Die Welt: Die Kommunen klagen über Finanznot. Dabei haben sie 2012 mit einem Plus abgeschlossen, und die Steuerschätzungen signalisieren Mehreinnahmen. Wie passt das?
Dr. Gerd Landsberg: Die kommunalen Ausgaben steigen schneller als die Einnahmen. So haben die Sozialausgaben im Jahre 2012 erstmals die 45-Milliarden-Euro-Grenze erreicht. Das geringfügige Plus wurde durch das Unterlassen dringend notwendiger Investitionen teuer erkauft. Bei Schulen, Straßen und öffentlichen Gebäuden wird seit Jahren eher geflickt als grundlegend renoviert. Die Kreditanstalt für Wiederaufbau beziffert den Investitionsrückstand in den Kommunen auf circa 100 Milliarden Euro. Ob bessere Straßen, mehr Erzieher und Ordnungsbeamte oder Ganztagsbetreuung an Schulen – die Bürger erwarten immer mehr Leistungen des Staates. Ohne eine Einnahmeverbesserung wird all dieses nicht realisierbar sein.

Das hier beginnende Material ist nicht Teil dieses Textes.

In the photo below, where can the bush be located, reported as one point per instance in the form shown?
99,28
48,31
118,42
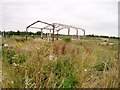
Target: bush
64,69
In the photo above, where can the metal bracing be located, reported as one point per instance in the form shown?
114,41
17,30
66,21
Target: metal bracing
55,27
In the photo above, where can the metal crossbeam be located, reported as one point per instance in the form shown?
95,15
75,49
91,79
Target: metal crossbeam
55,27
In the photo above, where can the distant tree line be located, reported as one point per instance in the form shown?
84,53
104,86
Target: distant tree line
101,36
9,33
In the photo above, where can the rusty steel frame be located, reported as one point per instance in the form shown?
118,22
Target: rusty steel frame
54,28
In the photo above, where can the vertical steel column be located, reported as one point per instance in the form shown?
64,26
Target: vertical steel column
53,33
26,33
84,33
50,35
77,33
68,31
57,35
41,34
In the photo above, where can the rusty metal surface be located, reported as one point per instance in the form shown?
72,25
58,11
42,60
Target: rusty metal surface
55,27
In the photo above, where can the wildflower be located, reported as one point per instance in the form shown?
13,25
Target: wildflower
6,45
85,70
15,65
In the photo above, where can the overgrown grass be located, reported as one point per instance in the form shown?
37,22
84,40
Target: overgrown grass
77,64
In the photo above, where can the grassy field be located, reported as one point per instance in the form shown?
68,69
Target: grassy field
66,63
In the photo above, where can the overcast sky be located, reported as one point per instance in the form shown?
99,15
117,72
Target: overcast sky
98,17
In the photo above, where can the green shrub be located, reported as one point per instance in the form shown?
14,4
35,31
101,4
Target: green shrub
64,69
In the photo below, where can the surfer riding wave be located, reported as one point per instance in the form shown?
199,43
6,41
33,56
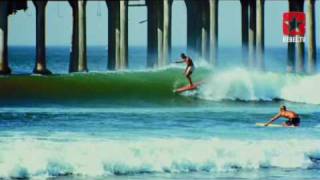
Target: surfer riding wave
190,67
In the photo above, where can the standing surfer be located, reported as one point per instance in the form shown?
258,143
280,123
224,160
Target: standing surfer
190,67
293,118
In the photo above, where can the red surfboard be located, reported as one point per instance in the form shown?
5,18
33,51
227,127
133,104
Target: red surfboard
187,88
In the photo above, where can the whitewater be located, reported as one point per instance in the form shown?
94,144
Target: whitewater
131,125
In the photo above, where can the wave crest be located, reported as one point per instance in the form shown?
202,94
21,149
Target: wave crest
121,157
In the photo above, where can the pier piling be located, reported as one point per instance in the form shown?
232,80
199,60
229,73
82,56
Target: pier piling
252,33
213,50
78,56
260,34
4,67
40,65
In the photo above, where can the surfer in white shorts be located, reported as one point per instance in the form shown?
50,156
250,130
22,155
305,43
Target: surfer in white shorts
190,67
293,118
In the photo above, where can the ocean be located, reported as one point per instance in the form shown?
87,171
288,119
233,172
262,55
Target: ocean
130,125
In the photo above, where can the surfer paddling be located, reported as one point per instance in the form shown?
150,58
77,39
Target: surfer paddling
190,67
293,118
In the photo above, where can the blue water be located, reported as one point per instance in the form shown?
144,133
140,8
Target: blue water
130,125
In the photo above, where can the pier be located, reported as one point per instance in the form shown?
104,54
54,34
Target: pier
202,33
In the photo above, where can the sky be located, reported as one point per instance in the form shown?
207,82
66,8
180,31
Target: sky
59,24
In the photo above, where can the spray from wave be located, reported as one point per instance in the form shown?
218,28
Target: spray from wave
241,84
156,87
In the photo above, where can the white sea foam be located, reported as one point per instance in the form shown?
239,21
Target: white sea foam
34,158
242,84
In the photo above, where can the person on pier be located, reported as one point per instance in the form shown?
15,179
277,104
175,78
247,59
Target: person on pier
190,67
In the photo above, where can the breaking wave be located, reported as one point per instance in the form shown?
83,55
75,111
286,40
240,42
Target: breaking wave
28,157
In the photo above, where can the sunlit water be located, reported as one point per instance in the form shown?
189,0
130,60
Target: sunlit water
130,125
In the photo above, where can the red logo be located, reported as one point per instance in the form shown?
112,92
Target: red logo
294,24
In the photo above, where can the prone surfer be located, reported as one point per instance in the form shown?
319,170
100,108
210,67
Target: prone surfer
190,67
293,118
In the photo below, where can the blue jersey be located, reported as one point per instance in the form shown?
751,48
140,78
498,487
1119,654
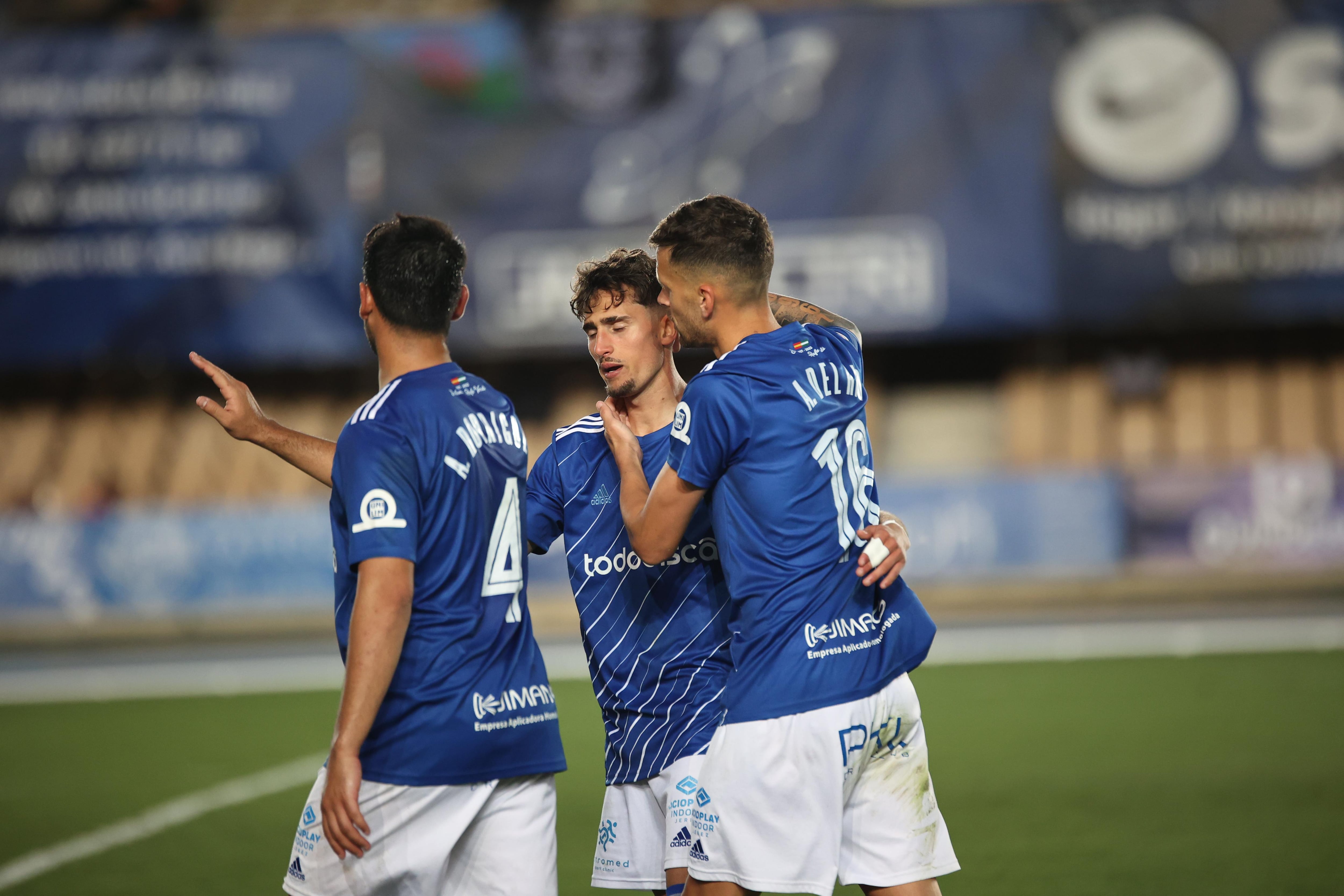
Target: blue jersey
433,471
656,637
776,432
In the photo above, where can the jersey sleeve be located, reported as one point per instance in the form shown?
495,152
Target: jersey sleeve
380,487
545,501
710,429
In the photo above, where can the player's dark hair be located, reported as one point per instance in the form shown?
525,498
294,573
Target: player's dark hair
625,272
414,267
721,233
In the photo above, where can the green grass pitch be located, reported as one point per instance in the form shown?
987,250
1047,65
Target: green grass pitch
1218,776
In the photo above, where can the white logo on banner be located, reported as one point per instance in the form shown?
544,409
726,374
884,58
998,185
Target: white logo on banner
1147,101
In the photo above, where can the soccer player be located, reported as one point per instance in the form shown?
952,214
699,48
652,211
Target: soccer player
441,772
656,636
820,769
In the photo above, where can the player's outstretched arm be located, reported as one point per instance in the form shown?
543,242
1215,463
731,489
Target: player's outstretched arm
888,535
789,311
656,518
378,625
242,418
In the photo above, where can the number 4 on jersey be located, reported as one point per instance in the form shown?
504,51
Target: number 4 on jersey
505,561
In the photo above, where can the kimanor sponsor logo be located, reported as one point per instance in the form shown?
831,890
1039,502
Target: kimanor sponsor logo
513,699
846,628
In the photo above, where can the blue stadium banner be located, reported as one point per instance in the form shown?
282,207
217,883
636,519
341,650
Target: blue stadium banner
979,170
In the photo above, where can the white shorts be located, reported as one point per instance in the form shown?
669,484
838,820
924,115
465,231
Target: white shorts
647,828
496,837
787,805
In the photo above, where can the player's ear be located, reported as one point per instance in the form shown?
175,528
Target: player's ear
667,328
366,302
462,304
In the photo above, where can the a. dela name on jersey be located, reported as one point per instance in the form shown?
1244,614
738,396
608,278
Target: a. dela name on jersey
705,550
482,429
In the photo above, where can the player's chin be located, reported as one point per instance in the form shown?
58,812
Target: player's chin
623,389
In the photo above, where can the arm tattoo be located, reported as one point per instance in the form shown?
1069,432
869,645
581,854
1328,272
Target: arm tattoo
788,311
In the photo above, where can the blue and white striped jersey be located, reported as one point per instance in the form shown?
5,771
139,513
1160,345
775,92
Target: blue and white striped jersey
656,637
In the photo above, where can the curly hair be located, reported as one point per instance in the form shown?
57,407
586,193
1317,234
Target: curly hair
623,273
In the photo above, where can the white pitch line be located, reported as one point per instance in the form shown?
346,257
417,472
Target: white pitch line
1148,639
170,815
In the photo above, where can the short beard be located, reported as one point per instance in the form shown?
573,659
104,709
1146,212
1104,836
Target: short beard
623,390
693,334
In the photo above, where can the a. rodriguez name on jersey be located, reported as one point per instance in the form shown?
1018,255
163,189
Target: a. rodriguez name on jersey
705,550
511,700
849,628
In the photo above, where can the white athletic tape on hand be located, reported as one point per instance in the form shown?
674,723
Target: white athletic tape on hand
877,553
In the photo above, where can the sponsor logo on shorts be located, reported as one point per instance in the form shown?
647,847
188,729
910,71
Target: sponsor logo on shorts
306,841
701,551
607,833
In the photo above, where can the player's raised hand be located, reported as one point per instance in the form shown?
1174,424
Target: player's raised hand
343,823
241,416
888,543
624,444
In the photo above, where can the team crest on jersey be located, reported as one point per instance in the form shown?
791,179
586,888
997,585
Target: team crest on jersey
378,511
682,424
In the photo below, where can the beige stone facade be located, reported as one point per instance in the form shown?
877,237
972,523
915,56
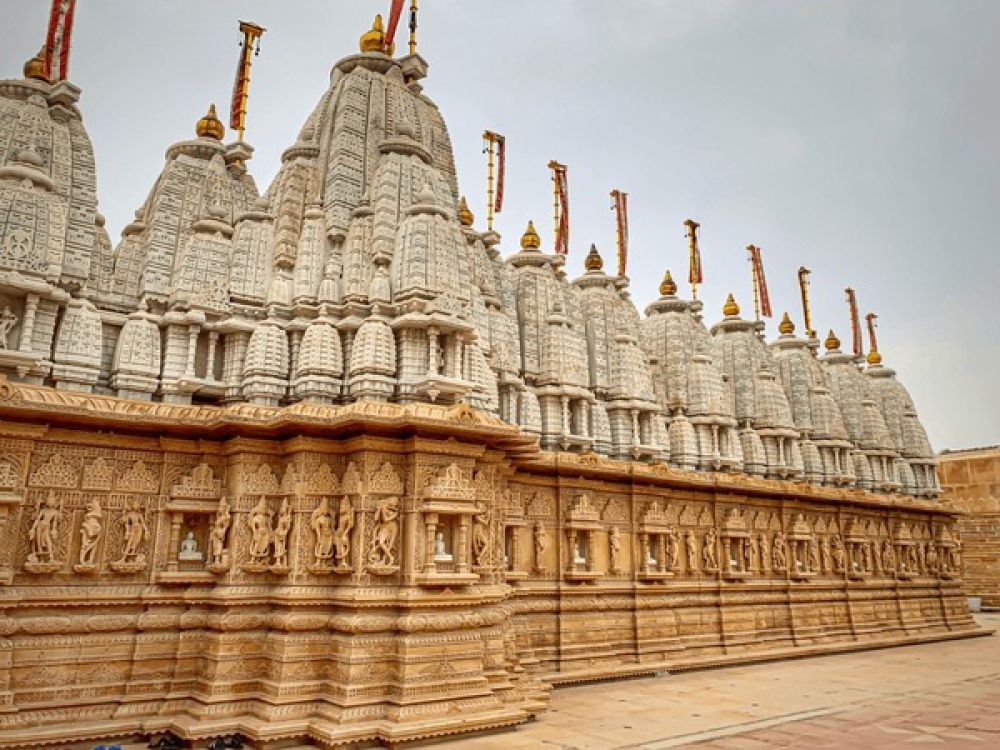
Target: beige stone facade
324,573
970,481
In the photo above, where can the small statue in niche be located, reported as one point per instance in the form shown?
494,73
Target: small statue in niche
614,547
837,550
691,547
260,532
321,523
888,557
342,536
672,550
441,553
217,536
382,552
7,322
189,551
765,552
708,553
44,531
779,551
480,535
541,544
750,554
279,537
135,532
814,561
90,534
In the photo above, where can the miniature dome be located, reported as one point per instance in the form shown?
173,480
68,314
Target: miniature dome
730,309
210,126
464,214
593,261
530,239
668,288
373,40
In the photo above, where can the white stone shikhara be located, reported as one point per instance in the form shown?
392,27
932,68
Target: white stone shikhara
356,276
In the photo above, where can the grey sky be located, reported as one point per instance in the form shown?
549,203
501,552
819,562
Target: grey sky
857,138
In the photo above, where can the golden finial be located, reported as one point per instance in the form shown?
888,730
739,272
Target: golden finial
530,239
832,342
593,261
35,67
464,214
210,126
374,39
730,309
667,287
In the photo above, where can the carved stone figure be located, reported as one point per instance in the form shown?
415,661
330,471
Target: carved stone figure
480,537
7,322
342,535
541,544
217,536
383,550
44,531
614,547
90,533
189,551
839,556
765,552
321,523
708,552
260,532
691,547
136,532
814,561
779,551
279,536
672,549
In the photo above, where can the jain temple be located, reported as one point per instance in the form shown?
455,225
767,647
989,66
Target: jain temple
329,465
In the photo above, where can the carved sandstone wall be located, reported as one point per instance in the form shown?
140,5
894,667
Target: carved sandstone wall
324,574
970,481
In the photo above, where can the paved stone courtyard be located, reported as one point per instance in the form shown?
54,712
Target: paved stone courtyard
945,695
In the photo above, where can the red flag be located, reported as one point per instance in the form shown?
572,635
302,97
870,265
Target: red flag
852,303
761,281
57,41
390,31
562,194
501,159
621,220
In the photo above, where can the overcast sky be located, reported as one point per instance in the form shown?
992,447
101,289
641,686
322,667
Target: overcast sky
861,139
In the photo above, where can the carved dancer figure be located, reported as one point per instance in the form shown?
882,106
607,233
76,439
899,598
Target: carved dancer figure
673,550
691,547
383,552
44,530
135,532
765,552
7,322
260,532
708,553
279,537
480,536
614,546
814,561
90,533
780,551
217,536
541,544
321,523
342,536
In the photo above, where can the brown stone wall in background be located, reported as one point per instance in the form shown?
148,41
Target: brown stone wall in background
970,480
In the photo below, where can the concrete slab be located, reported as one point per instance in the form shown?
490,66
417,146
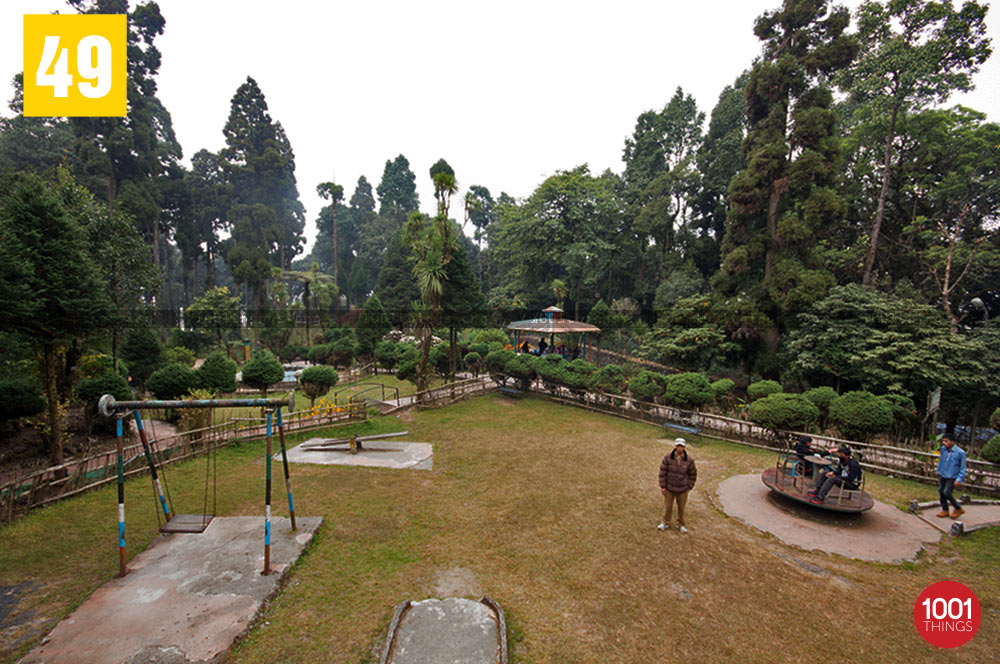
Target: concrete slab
185,599
456,631
883,534
376,453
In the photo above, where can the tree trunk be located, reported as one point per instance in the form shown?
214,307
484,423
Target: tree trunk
52,396
866,278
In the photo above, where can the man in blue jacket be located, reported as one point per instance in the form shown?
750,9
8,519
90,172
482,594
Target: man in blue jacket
951,471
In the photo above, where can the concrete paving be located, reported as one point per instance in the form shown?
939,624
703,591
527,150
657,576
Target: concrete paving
448,631
883,534
377,453
185,599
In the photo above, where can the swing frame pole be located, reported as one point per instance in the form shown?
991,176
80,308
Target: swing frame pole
152,465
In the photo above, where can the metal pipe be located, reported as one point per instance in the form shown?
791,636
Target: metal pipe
108,405
152,465
267,503
284,461
121,500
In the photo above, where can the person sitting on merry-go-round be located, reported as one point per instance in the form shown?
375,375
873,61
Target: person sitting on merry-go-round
847,476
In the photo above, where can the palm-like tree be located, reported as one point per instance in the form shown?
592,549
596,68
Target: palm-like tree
309,280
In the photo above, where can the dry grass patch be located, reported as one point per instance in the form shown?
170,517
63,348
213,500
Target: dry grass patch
552,511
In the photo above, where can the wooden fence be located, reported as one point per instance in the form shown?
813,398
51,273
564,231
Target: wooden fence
43,487
982,476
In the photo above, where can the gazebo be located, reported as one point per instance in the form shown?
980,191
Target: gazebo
552,324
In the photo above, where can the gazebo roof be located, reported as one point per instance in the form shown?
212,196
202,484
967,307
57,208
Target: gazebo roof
553,326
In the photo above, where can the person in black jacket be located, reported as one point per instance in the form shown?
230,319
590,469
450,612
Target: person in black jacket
846,476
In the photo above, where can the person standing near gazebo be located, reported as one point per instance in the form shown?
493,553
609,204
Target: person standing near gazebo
677,477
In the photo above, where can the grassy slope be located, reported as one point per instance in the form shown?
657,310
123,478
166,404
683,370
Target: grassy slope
553,510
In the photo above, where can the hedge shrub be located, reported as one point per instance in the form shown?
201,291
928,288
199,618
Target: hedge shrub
688,390
172,381
762,388
860,414
262,371
608,378
783,411
991,451
217,373
647,385
317,381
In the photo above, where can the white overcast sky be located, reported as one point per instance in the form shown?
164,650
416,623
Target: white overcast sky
508,93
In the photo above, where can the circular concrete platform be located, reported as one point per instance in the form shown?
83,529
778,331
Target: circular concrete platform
883,534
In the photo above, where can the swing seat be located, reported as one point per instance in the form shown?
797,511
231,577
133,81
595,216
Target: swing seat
187,523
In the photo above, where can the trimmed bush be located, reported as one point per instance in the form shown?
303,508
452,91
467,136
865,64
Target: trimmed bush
551,368
172,381
860,414
262,371
495,364
991,450
317,381
179,355
293,352
21,397
647,385
577,374
783,411
217,373
385,354
521,369
143,352
821,397
762,388
608,378
723,388
474,362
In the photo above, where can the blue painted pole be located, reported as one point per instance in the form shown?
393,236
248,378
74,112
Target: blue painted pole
267,504
284,460
152,465
121,500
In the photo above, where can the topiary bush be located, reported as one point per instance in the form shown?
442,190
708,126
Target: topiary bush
385,355
609,379
474,362
22,397
991,450
577,374
262,371
317,381
521,369
647,386
217,373
762,388
179,355
860,414
495,364
172,381
783,411
688,390
551,369
143,352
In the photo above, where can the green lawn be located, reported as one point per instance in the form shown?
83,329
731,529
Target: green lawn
552,511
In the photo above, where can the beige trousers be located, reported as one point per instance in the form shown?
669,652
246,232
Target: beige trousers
668,506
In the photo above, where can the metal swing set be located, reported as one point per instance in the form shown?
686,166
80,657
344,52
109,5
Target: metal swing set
192,523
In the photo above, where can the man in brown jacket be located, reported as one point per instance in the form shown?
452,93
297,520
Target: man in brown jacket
677,478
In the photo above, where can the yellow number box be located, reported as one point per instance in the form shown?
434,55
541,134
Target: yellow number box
75,65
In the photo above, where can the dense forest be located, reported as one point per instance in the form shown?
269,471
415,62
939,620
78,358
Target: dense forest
832,221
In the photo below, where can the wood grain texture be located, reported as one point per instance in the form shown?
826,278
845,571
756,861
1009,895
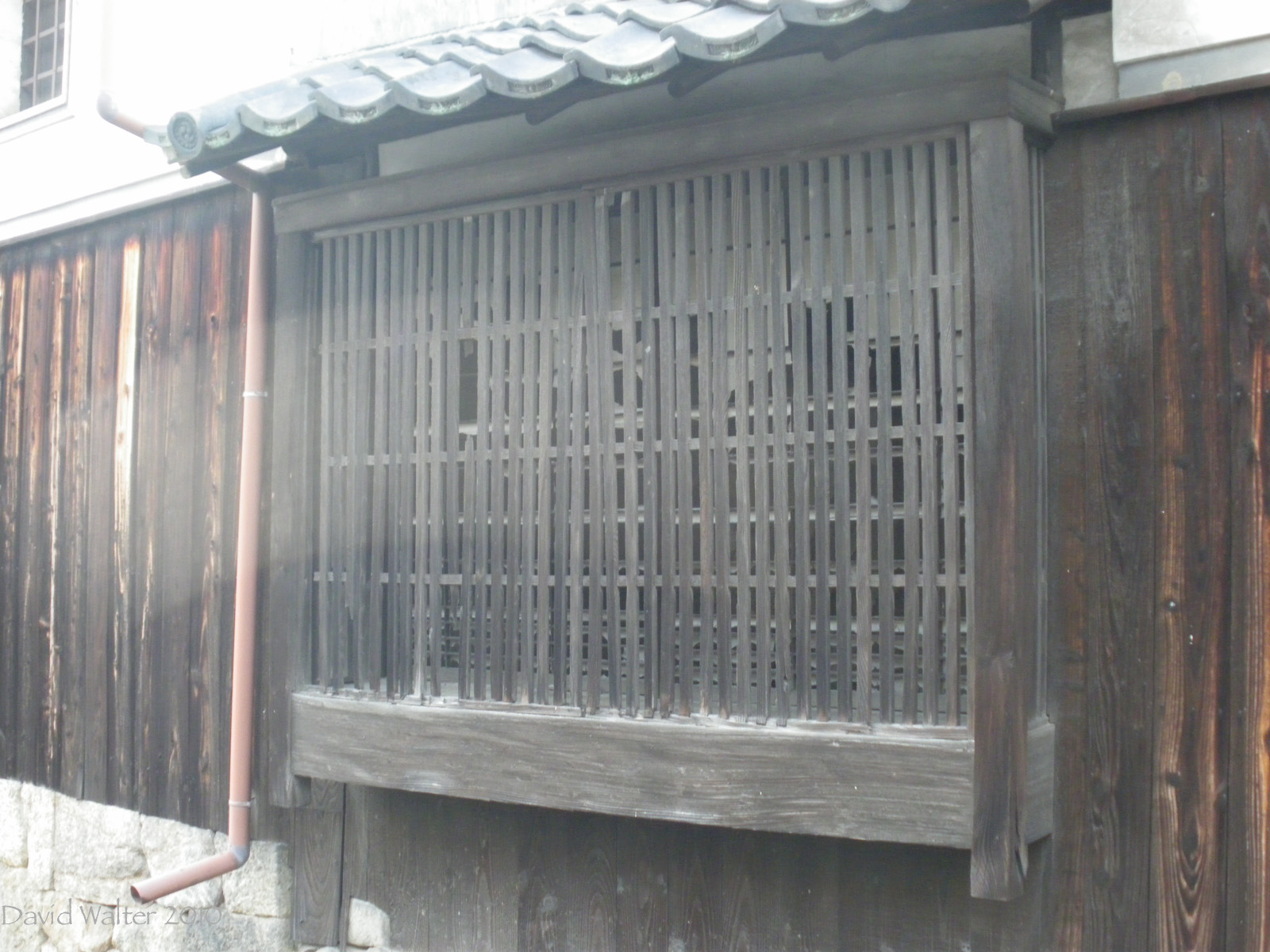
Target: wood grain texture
1068,617
1006,490
893,786
1193,539
1246,149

Die Welt: An welche Einnahmen denken Sie?
Landsberg: Die Reform der Grundsteuer ist längst überfällig. Die Bezugszeitpunkte der Bemessungsgrundlage stammen aus den Jahren 1935 beziehungsweise 1964. Sie sind schlichtweg nicht mehr zeitgemäß, da sie sich zum Teil extrem weit von den realen Werten der Grundstücke entfernt haben. Das Bundesverfassungsgericht hat eine stärkere Orientierung an den tatsächlichen Werten angemahnt. Die Grundsteuer ist auch im internationalen Vergleich sehr niedrig. Die Reform muss zu einer Erhöhung des Aufkommens führen – wenn wir heute zehn Milliarden Euro einnehmen, dann müssen es künftig elf oder zwölf Milliarden Euro sein. Gerade in sehr guten Lagen, wie am Starnberger See, werden teilweise deutlich über 10.000 Euro pro Quadratmeter für eine Eigentumswohnung bezahlt. Diesen Personen kann sicherlich auch eine höhere Grundsteuer abverlangt werden als dem Rentner, der sich von seinem Ersparten eine kleine Eigentumswohnung mit einem Quadratmeterpreis von 800 Euro leistet. Auch die Gewerbesteuer muss gestärkt werden. Dazu gehört die Einbeziehung von Selbstständigen. Und der Anteil der Gemeinden an der Umsatzsteuer muss steigen. Notwendig ist eine Steuerreform, die das System deutlich vereinfacht, Steuerschlupflöcher schließt, die Kontrollen verbessert und damit das Aufkommen erhöht.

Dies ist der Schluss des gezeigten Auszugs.